I know Pirandello is supposed to be a classic Italian writer. But I found his stories elliptical, wildly varying in tone and sometimes hard to understand. A subtle misogyny runs through many of them, with male characters expounding on the flaws of the distaff gender in general and their women in particular.
Above all, you get the sense of how abruptly life can throw you off the rails: one character wakes disoriented, with clothes he’s certain aren’t his, until he’s ushered into a wealthy mansion—only to find the same house dusty, dirty and abandoned the next morning; a young boy gets into a dirt fight with another boy, the altercation elevating to a shockingly horrific fatal ending; a man remembers a meeting with the lovely, young Anna Wheil and speaks to her youthful self even as he learns that she died shortly before their final meeting; a town’s inhabitants aren’t certain whether a prominent man or his mother-in-law is the crazy one; etc.

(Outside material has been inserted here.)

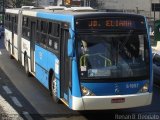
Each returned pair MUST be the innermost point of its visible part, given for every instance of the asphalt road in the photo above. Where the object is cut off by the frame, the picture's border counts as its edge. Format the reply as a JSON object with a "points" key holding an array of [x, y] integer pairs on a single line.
{"points": [[27, 96]]}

In the prologue, it is stated that Pirandello’s characters often talk as if they’re in a trance and there’s certainly a lot of verbosity in many of the stories. Some characters ramble on in a way that hints of deep self-absorption even as they demand that their audience listen to them.
Whether funny, maudlin or tragic, Pirandello’s tales are tricky ciphers and not necessarily easy reading.